American businessman

Eliphalet Remington III (November 12, 1828–April 2, 1924) was an American businessman who worked as an executive of firearms manufacturer E. Remington and Sons, a company founded by his father Eliphalet Remington II. Remington was involved in the founding of Syracuse University, and served as a trustee of the university.

== Early life ==
Eliphalet Remington III was born near Ilion, New York, on November 12, 1828. He was the youngest of the three sons born to Eliphalet Remington II and Abigail Remington.

== Career ==
By 1847, he and his elder brothers Philo and Samuel, became partners in their father's gun manufacturing company, which was renamed E. Remington and Sons.

After their father's death in 1861, the three assumed leadership of the company, with Philo becoming the company's new president Samuel working as its contract negotiator and purchasing agent, and Eliphalet III being in charge of the company's office and its correspondence.

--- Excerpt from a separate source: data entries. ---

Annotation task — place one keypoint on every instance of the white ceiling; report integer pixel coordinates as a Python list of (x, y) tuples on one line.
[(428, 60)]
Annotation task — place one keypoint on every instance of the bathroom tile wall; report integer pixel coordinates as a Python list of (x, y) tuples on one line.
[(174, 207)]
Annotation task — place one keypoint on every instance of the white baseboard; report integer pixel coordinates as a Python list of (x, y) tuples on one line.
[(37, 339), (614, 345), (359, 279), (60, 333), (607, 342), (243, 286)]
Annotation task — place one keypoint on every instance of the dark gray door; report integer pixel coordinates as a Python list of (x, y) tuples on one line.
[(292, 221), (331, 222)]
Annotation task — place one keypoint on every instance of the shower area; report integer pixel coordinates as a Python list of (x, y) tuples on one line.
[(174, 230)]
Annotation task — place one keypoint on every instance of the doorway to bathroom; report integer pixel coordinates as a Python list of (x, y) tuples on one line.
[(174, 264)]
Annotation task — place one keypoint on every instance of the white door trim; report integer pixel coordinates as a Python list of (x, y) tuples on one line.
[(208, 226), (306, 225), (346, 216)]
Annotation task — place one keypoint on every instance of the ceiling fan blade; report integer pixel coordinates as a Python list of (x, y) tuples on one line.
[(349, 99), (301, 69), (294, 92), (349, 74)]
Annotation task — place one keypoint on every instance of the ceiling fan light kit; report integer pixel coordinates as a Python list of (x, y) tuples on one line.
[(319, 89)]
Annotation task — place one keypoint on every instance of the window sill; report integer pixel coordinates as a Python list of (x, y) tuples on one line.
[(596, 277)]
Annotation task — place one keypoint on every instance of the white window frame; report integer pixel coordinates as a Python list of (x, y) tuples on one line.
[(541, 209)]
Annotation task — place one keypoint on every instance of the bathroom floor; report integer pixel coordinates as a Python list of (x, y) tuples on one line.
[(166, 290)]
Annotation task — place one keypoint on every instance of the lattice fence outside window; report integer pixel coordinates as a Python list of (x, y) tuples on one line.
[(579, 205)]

In writing correspondence, Remington III was known for his handsome handwriting.

== Personal life and death ==
Remington's brother Samuel died in December 1882.

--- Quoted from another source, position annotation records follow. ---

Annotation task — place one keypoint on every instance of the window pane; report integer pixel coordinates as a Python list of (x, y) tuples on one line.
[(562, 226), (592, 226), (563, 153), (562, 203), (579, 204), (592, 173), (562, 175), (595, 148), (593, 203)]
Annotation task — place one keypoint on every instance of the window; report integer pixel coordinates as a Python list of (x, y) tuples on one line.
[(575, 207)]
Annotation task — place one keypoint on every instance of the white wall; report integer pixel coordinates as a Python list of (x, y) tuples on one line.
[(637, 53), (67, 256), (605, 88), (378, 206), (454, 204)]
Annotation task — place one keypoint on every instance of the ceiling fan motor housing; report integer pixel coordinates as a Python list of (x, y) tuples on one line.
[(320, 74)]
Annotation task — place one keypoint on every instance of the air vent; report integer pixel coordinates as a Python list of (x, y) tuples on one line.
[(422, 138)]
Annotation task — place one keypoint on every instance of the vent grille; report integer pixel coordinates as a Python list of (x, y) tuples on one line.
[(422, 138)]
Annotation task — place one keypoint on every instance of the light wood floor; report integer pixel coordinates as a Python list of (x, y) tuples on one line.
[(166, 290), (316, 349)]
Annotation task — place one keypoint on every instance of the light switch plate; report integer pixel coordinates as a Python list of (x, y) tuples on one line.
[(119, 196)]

Remington, a devout Methodist, established the New York Daily Sun as a publication to spread religious and pro-temperance writings. Remington was involved in establishing Syracuse University. He and his brother Philo donated land that was used for the construction of the campus of university. He donated substantial sums of money to the newly established university. Combined, he and his two elder brothers gave $250,000 to the university in its early organization.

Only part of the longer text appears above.